La cicatrice invisibile
Una volta guarita ti resta dentro qualcosa che non vedrà mai la luce del sole, ma che cambia per sempre il modo in cui porti addosso il tuo sesso. È come una cicatrice clandestina, un tatuaggio invisibile, un ricordo della notte in cui hai deciso di bruciare i manuali di educazione sessuale e scrivere la tua autobiografia sul tuo corpo. Burroughs avrebbe parlato di “cut-up della carne”, un esperimento radicale tra dolore e desiderio. Il compianto Hunter S. Thompson diceva che “la libertà è qualcosa che si prende, non che ti regalano”. Vale anche per il sesso. Soprattutto per il sesso. Il Princess Albertina è questo.

Gonzo tra le gambe: il testimone scomodo
Io sono lì a fare da testimone scomodo con il mio taccuino mentale che si riempie di odori, sangue, risate isteriche e domande sul perché. Non è solo sesso, non è solo piacere. E’ cronaca. E’ politica. E’ un rito iniziatico che trasforma una ragazza comune in una guerrigliera della carne. Scrivere di piercing non rende giustizia: bisogna starci dentro, sentire il clangore dell’ago, guardare negli occhi chi decide di aprirsi come una ferita volontaria e di scrivere la sua storia con il suo corpo.

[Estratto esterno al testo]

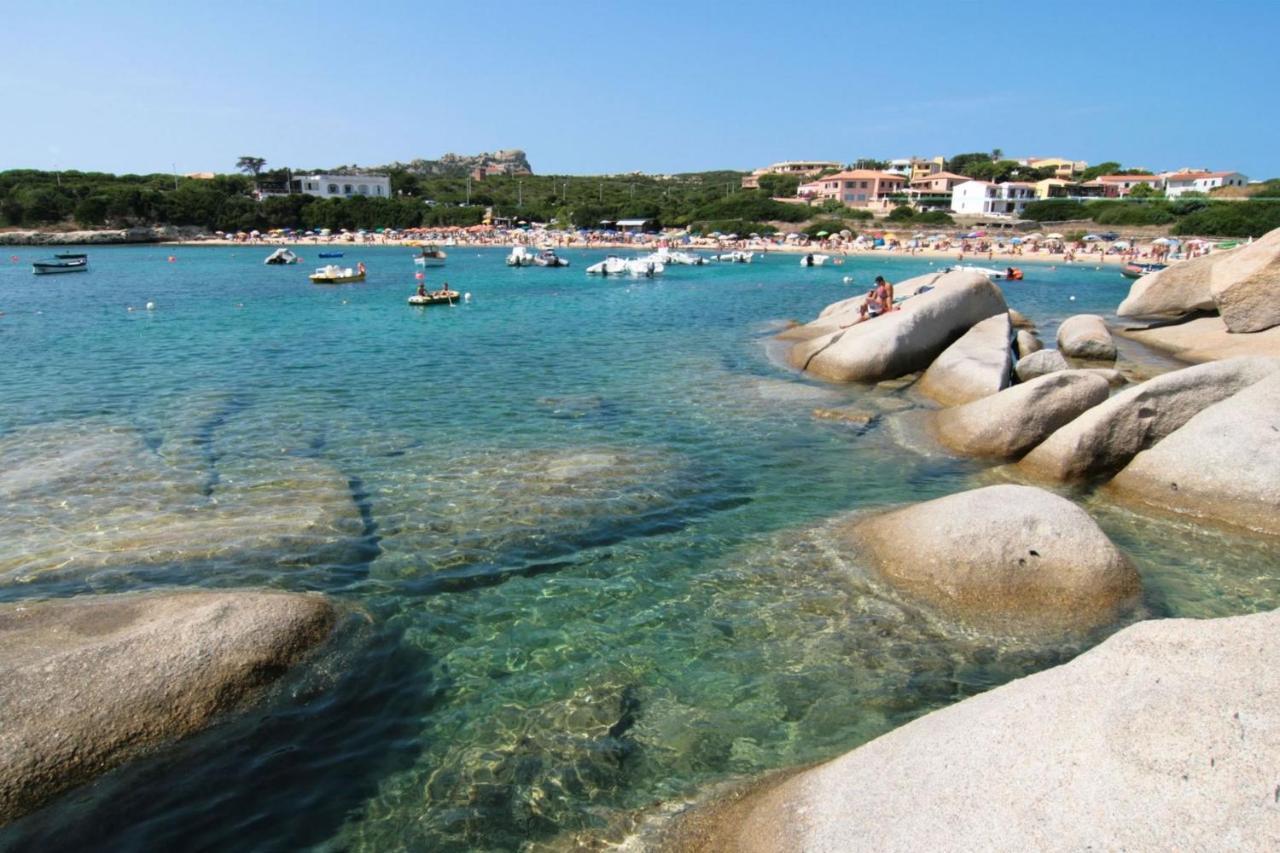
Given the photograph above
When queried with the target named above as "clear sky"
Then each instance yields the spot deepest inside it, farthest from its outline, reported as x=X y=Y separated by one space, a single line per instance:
x=657 y=86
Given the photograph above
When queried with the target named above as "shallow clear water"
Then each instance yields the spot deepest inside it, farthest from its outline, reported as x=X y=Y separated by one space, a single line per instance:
x=588 y=528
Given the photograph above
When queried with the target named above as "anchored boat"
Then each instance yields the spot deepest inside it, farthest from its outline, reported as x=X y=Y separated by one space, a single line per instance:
x=62 y=263
x=282 y=256
x=333 y=274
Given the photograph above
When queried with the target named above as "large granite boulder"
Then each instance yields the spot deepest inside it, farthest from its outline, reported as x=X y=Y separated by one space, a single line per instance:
x=1246 y=286
x=974 y=366
x=901 y=341
x=1040 y=364
x=1205 y=340
x=1002 y=555
x=1086 y=336
x=1179 y=290
x=1009 y=424
x=92 y=682
x=1166 y=737
x=1223 y=464
x=1105 y=438
x=1025 y=342
x=844 y=313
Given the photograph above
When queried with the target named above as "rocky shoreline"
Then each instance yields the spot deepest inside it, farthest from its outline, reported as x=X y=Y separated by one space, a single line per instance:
x=1162 y=737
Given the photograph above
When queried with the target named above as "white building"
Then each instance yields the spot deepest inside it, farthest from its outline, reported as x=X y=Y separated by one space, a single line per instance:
x=1179 y=182
x=987 y=199
x=344 y=186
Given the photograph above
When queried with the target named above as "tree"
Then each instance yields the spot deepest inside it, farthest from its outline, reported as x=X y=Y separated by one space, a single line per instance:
x=251 y=165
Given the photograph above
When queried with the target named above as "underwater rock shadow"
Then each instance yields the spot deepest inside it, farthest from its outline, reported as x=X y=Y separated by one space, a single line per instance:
x=282 y=778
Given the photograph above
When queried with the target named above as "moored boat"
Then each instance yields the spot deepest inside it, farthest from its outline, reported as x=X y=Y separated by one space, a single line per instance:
x=435 y=297
x=282 y=256
x=334 y=274
x=1133 y=269
x=62 y=263
x=430 y=256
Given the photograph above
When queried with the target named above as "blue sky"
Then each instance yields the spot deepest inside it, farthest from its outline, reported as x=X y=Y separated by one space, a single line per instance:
x=589 y=87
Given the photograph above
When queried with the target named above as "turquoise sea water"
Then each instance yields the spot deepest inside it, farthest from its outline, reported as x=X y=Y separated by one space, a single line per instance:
x=585 y=529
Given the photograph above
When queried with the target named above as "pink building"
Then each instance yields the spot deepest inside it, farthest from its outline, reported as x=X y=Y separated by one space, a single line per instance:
x=855 y=188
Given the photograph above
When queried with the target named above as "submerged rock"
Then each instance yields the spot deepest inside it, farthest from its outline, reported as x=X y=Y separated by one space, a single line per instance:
x=1009 y=424
x=1086 y=336
x=901 y=341
x=508 y=506
x=83 y=501
x=1164 y=737
x=1246 y=286
x=1002 y=555
x=974 y=366
x=94 y=682
x=1105 y=438
x=1223 y=464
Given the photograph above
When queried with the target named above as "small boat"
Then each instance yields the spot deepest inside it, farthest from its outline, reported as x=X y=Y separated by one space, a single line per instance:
x=435 y=297
x=520 y=256
x=548 y=258
x=282 y=256
x=62 y=263
x=333 y=274
x=430 y=256
x=1133 y=269
x=1010 y=273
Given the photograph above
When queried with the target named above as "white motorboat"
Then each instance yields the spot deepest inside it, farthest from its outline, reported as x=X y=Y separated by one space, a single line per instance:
x=520 y=256
x=548 y=258
x=682 y=259
x=639 y=267
x=282 y=256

Conclusione: Princess Albertina, l’anello che brucia
La Dani California esce dallo studio camminando piano, con un sorriso che mescola dolore e orgoglio. Io la seguo più ubriaco di prima. Ma non di alcol bensì per aver assistito ad un pezzo di rivoluzione privata. Il Princess Albertina non è mai stato mainstream e mai lo sarà. È un gioiello invisibile che brucia come un manifesto tascabile. È anarchia infilata nell’uretra, cronaca sporca di un mondo che ancora pensa che certe cose non si possano raccontare.